Two weeks ago, I attended (and presented at) the VSA Intersections Arts and Special Education Conference. VSA Intersections is a Jean Kennedy Smith Arts and Disability Program and is part of the Kennedy Center in Washington D.C.
I really valued the conference’s emphasis on all disabilities. As a special education teacher, I spend most of my time with students who have disabilities that affect their cognitive skills. I don’t usually teach students who have physical disabilities that do not require academic interventions.
Yet those other disabilities affect students’ daily lives as much as – sometimes more than – the issues of my kids who need extra help in math. Sometimes, other students’ conditions actually keep them out of typical public schools altogether.
The artists and educators at the conference teach an incredibly wide swath of students. Some may teach kids who have autism at one school, then work with private students or small weekend groups with kids who are legally blind, in addition to their typically-developing students. Others may focus exclusively on one particular disability. Still others may have physical challenges themselves.
I attended a session by theater professional Fran Sillau. He connects theater arts to students with special learning needs or disabilities. Using Universal Design principles, Fran showed how theater games can engage all students and encourage their participation in any classroom, regardless of severity of disability. The take-away? Be creative in how you help a student engage a topic. This follows the old adage, “Observe what the student CAN do, not what the student cannot do.”
Teachers and students from the DeKalb School of the Arts shared how students with physical and emotional difficulties are supported in the school’s arts-intensive curriculum. In a keynote presentation, the students shared their stories, then performed music and theater for the attendees. I was struck by the focus of the students, both when speaking and when creating the art that they loved.
Many of us want this kind of immersive learning for all our students, whether they are acing all their AP classes or are running out of reasons to stay in school, whether they play varsity sports or have never walked on their own. The VSA conference helped teachers to nurture talent in all forms of exceptionalities. Like artists through the ages, we learned to combine energy and enthusiasm with discipline and fortitude in our students.
And who knows what our students – with all of their unique challenges – will contribute to the world in return?
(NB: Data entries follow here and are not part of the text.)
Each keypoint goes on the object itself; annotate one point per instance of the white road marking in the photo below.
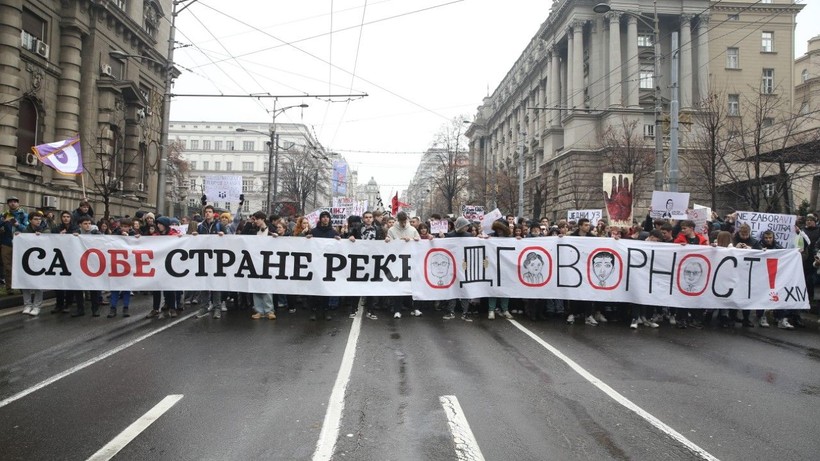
(466, 444)
(88, 363)
(660, 425)
(333, 416)
(131, 432)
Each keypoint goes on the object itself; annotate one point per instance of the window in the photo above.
(734, 105)
(767, 42)
(732, 58)
(645, 39)
(28, 122)
(647, 78)
(767, 85)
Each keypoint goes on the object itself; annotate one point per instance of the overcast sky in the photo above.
(421, 63)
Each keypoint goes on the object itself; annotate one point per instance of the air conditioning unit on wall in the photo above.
(42, 49)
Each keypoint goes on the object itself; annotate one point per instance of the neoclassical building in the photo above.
(58, 79)
(583, 96)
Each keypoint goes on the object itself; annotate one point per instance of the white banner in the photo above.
(781, 224)
(223, 188)
(598, 269)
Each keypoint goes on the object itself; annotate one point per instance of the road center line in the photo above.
(466, 445)
(700, 452)
(333, 416)
(131, 432)
(89, 362)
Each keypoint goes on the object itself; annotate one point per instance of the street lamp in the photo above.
(273, 154)
(601, 8)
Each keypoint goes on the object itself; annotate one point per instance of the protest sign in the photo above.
(651, 273)
(592, 215)
(669, 205)
(223, 188)
(781, 224)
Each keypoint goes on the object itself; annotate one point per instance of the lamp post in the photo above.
(654, 24)
(273, 154)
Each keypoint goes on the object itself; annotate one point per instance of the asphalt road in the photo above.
(527, 390)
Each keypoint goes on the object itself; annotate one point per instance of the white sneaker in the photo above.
(784, 324)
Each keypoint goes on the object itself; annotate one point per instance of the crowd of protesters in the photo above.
(374, 225)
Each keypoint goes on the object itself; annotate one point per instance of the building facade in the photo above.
(589, 93)
(59, 79)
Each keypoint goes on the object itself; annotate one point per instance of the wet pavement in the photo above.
(259, 389)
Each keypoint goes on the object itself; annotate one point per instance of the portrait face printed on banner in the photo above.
(692, 275)
(440, 269)
(603, 264)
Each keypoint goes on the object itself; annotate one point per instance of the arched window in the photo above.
(27, 131)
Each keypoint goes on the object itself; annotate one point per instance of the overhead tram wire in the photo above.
(345, 70)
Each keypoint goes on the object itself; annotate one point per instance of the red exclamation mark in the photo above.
(771, 267)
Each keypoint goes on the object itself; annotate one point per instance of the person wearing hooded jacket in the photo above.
(323, 229)
(172, 306)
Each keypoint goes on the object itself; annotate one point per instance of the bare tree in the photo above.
(450, 158)
(302, 177)
(762, 156)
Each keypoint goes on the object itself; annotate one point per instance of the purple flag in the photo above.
(64, 156)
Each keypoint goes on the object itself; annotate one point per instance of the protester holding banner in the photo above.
(323, 229)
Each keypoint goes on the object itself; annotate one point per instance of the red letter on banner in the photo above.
(143, 258)
(119, 263)
(100, 259)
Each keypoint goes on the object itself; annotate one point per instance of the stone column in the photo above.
(10, 83)
(570, 83)
(578, 65)
(703, 56)
(615, 61)
(633, 71)
(686, 61)
(555, 89)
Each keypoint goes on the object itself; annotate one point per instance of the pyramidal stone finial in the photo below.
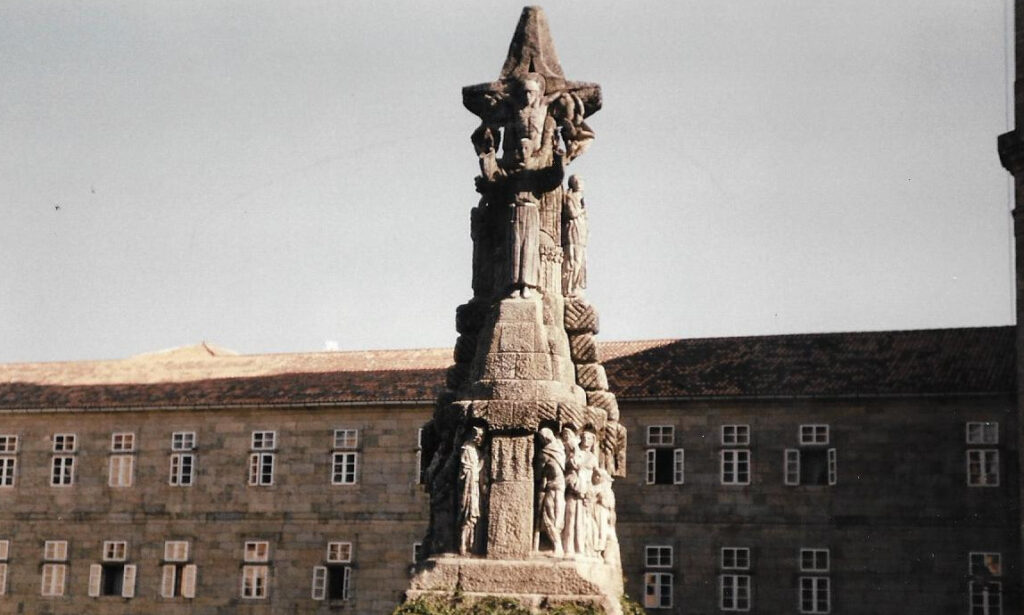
(531, 49)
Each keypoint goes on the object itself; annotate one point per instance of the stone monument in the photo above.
(525, 442)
Do kids with dyslexia gravitate toward the visual arts? Does theater attract kids with attention issues? Many of us have hunches about how disabilities cluster in certain arts areas. Think of the stereotypical characteristics of an actor; can you imagine what kind of student will pursue theater?
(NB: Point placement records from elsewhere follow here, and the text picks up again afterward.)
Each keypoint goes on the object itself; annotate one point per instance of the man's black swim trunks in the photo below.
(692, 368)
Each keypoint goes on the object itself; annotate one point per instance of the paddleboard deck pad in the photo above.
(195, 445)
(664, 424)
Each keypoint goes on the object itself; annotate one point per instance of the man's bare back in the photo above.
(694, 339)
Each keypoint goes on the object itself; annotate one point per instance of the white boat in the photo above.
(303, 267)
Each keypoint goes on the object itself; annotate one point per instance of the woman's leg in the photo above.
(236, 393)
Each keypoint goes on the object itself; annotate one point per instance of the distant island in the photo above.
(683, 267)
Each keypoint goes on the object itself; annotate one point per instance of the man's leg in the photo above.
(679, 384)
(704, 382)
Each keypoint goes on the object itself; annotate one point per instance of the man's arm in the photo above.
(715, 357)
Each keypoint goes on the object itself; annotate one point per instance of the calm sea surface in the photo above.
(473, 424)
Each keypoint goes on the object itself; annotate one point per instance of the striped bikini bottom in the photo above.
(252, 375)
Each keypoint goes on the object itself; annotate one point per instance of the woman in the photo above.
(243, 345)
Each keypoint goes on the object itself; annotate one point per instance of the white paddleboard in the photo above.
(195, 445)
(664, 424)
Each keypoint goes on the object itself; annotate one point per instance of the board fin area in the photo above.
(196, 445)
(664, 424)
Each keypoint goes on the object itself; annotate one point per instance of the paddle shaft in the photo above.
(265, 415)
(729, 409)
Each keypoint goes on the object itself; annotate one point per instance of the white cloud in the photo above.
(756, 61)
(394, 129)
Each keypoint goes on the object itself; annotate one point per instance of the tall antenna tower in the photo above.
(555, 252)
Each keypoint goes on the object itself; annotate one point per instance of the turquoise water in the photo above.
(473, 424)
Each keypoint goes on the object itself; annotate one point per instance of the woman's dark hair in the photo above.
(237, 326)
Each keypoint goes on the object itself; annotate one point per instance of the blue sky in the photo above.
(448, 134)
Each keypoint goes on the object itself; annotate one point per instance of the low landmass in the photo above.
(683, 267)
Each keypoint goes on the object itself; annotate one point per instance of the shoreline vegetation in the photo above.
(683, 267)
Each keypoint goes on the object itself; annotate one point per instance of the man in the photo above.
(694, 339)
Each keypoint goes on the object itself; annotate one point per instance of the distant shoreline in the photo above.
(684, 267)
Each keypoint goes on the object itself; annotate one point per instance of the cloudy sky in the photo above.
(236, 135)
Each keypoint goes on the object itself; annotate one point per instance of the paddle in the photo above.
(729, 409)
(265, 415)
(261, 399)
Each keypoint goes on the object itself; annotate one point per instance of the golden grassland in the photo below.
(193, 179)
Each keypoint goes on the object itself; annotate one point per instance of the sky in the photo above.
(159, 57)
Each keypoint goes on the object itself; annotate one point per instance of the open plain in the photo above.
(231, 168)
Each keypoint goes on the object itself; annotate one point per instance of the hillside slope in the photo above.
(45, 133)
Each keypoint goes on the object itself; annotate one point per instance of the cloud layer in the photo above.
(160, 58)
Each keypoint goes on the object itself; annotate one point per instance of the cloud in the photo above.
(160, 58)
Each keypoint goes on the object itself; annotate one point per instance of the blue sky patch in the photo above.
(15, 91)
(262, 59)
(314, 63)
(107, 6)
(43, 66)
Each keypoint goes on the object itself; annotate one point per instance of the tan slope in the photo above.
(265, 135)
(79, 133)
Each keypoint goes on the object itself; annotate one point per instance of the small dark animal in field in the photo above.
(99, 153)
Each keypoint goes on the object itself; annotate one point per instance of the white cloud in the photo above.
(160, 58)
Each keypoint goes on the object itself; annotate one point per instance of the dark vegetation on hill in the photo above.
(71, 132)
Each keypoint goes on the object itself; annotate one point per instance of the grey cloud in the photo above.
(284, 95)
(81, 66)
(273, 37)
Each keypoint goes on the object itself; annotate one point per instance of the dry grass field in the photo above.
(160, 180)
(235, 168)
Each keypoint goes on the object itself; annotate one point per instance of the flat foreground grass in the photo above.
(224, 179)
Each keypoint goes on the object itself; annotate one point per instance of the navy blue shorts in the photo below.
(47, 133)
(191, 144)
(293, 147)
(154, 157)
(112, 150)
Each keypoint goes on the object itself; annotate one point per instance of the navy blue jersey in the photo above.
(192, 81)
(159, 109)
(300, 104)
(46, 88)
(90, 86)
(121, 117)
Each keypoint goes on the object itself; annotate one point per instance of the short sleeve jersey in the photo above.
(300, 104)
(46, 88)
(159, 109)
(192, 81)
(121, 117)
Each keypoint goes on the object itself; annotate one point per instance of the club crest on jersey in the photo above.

I am researching the rates of disability in different disciplines. Right now I am focused on arts high schools because in those schools, students need to clearly choose which arts area they will learn. Though the sample size has been small so far, there is data to support an interesting conclusion: Kids seem to go into areas that balance, not reinforce, their shortcomings. In other words, people with disabilities may not exhibit our ideas of actors, musicians or painters. They actually may be quite different from those stereotypes.
For example, students with attention issues – the kids we thought would go into theater – seem to gravitate to music, an area that requires intense focus for hundreds of hours. Why would kids who struggle with concentration choose an interest that demands it? Does the structure of practicing appeal to them? After all, there is only one task at hand in the practice room. Once the door closes, it is you, your instrument, and a lot of notes. Maybe this minimalist and clearly-defined task is easier for these kids than a chaotic stage packed with emoting extroverts.
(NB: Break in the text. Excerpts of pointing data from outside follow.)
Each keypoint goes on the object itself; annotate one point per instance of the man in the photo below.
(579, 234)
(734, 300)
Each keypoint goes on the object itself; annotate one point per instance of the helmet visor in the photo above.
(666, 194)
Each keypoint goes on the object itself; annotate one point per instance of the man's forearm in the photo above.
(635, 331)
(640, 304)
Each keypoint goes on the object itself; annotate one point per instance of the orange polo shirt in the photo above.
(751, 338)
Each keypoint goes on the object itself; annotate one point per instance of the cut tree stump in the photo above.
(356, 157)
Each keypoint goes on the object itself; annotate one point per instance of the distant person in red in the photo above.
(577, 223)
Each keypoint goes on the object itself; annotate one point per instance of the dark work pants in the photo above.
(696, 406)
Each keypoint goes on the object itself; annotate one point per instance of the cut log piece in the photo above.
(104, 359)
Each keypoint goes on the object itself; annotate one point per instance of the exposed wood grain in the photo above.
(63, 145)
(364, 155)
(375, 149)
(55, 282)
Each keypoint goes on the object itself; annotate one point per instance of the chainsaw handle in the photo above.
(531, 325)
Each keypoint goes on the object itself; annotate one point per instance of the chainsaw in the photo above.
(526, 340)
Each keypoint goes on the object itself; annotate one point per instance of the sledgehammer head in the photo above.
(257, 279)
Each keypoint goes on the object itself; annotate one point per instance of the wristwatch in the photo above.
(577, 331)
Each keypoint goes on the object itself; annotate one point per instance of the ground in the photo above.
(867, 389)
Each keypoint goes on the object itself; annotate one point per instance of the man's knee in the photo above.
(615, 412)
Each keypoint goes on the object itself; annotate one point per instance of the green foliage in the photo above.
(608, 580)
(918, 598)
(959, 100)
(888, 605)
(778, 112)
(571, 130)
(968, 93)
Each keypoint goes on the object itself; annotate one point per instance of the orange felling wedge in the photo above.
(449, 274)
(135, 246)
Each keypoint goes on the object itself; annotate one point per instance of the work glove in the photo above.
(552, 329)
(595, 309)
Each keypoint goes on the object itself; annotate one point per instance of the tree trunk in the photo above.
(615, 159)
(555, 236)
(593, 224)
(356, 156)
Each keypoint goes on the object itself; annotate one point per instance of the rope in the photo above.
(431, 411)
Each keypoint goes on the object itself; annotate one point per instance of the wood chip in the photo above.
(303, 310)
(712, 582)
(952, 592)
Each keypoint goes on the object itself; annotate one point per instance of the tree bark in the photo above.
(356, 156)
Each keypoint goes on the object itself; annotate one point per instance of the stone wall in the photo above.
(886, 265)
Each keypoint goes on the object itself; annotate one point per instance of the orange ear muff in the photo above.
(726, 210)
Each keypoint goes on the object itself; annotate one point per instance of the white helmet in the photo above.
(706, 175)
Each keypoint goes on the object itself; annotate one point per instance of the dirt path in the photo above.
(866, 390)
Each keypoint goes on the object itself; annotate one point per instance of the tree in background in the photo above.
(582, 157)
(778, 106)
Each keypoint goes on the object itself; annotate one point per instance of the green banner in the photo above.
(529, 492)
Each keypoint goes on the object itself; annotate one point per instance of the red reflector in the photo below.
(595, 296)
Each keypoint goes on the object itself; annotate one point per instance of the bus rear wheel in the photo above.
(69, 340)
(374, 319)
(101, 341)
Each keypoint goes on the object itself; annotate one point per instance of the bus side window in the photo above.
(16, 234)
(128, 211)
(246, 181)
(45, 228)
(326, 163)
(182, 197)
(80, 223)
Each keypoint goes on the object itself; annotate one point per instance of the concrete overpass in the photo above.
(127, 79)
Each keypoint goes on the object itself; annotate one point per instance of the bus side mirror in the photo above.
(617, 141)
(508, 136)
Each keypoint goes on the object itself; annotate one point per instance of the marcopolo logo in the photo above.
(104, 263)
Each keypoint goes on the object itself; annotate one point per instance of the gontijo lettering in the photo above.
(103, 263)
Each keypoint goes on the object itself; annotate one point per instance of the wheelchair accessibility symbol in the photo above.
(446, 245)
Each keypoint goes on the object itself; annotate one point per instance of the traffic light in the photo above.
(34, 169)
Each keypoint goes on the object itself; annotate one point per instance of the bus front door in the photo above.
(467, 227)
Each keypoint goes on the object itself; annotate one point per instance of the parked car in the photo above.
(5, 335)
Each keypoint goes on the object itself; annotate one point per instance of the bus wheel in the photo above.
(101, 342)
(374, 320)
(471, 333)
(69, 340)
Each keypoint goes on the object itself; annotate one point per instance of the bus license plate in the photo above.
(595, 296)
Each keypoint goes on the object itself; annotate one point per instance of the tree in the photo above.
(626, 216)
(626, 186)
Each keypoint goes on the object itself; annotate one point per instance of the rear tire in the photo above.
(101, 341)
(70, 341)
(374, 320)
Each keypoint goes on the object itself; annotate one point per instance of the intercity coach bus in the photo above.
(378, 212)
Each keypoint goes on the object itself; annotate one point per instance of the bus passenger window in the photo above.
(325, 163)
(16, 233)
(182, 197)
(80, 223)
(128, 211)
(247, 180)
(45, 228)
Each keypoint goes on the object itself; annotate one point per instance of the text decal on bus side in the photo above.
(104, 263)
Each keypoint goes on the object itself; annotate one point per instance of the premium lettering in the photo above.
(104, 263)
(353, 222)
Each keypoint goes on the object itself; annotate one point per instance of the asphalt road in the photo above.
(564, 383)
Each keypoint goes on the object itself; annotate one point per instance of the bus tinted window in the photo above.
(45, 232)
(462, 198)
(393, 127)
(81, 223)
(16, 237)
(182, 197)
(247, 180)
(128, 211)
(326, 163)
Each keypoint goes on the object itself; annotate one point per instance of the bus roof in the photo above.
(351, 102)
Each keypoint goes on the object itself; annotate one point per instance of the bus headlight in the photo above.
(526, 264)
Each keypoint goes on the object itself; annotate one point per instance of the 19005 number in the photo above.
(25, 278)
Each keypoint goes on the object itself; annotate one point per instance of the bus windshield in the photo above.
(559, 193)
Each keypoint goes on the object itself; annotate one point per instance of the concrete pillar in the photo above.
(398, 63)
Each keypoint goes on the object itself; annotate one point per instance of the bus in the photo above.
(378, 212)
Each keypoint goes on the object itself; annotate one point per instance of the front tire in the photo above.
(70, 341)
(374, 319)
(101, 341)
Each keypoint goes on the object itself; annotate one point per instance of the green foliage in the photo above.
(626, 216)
But let’s look at those emoters. We assume that they are the extroverts, the socially savvy kids who love to jabber in all situations. But my preliminary data suggests that some of those students are actually socially awkward, including a number with Asperger’s syndrome. Many struggle to show empathy and to communicate their feelings in real life. Perhaps these students are attracted to theater because it allows them to experience social interactions on stage, within the confines of a script. They can explore emotions in a regulated environment.
My thought is that by identifying whether arts disciplines tend to attract students with particular learning disabilities (and I do not have enough data to be certain of this), we can ask why trends occur.
- What cognitive strengths exist in arts areas and corresponding disabilities?
- What weaknesses are less important to success in a given field?
- What supports could be worked into specific arts training to help bolster weaknesses in young artists?
- Do kids go into arts areas because the disciplines balance their weaknesses, or do they go into areas where they might not need to use those weaknesses?
Other studies have examined the relationships between cognitive strengths and arts training, but few have looked at weaknesses and arts training.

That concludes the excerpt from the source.